Ma démarche, c'est à partir du résultat du référendum. Le résultat du référendum, pour moi, c'est que les Québécois... Je ne peux pas blâmer mon peuple, le peuple québécois, parce que le référendum est utilisé habituellement dans tous les pays du monde dans une situation d'impasse. Or, au mois de mai dernier, il n'y avait pas d'impasse au Québec. C'était le calme plat sur le plan constitutionnel. C'était le printemps. Les fleurs poussaient. Tout le monde était heureux. Le peuple québécois, instinctivement, a compris que le référendum ne servait pas à régler une impasse, mais créait une impasse constitutionnelle et il a rejeté - moi, c'est comme cela que je l'interprète - le oui, parce que les Anglais avaient déjà dit: Nous ne négocierons jamais la souveraineté-association. Ils sont venus le dire aux Québécois. Ceux-ci ont dit: Nous autres, cela ne nous intéresse pas de créer une impasse. L'été s'annonce bien et, finalement, ils ont dit non.

Actuellement, il y a une impasse. Il y a une invasion des fédéraux dans les droits de la nation québécoise et je suis sûr que, si nous faisions un référendum demain matin, les Québécois dénoueraient l'impasse en faveur du Québec. Je suis même sûr que vous n'accepteriez pas de prendre la même position. À partir de cela, je dis: Nous sommes dans une situation d'urgence, d'impasse. Il y a une des deux impasses qui va triompher sur l'autre. Je m'explique. Les fédéraux, les fédéralistes de bonne foi, les Canadiens anglophones s'imaginent que l'indépendance du Québec, c'est une menace à l'intégrité et à la sécurité du territoire canadien et il faut en finir, un jour, avec des menaces de sécession de l'Alberta, du Québec, etc.
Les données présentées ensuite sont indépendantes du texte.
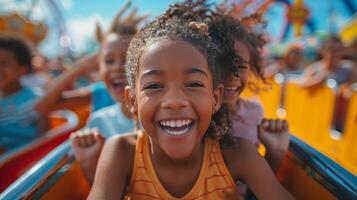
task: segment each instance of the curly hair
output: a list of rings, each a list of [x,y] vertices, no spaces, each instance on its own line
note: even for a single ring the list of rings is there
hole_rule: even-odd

Pour eux autres, les indépendantistes, c'est une menace. Actuellement, nous, nous répondons: M. Trudeau, par son projet de rapatriement unilatéral, est une menace à l'endroit du Québec et, particulièrement, des indépendantistes. Laquelle des deux menaces va l'emporter sur l'autre? C'est sûr qu'il y en a une qui doit disparaître. Ou c'est la menace de l'indépendance qui triomphe, parce que M. Trudeau va réussir à imposer sa formule d'amendement et qu'il n'y aura plus d'indépendance possible, ou c'est l'indépendance qui fait disparaître la menace du rapatriement unilatéral qui blesse sérieusement la nation québécoise.

Je dis, à ce moment: Le gouvernement actuel a la légitimité de défendre la maison québécoise parce qu'il y a un pyromane qui s'apprête à mettre le feu et on n'a pas le temps de consulter les mineurs, les agriculteurs, les chauffeurs de taxis et dire: Êtes-vous d'accord pour qu'on sauve la maison, qu'on fasse venir les pompiers? Ils arriveraient le soir et ils nous blâmeraient et vous blâmeraient tous pour ne pas avoir sauvé les meubles. Dans cette situation, c'est le devoir de faire venir les pompiers

Je pense qu'à ce moment l'Opposition elle aussi est gardienne des droits de la société québécoise. Écoutez, vous êtes responsables des conséquences de ce projet. On ne peut pas demander à des chauffeurs de taxis ou des travailleurs ordinaires d'éplucher tout cela. Ils vont vous dire: Écoutez, on vous paie, vous êtes 110 professionnels du métier, on vous paie, défendez-nous. Si le feu prend, appelez les pompiers et après vous nous expliquerez pourquoi les pompiers ont fait du dommage. C'est dans ce sens que je dis qu'ils sont légalement au pouvoir pendant cinq ans, ils ont la légitimité de sauver et vous avez la légitimité de les appuyer dans les gestes qu'ils vont poser pour sauver la nation québécoise.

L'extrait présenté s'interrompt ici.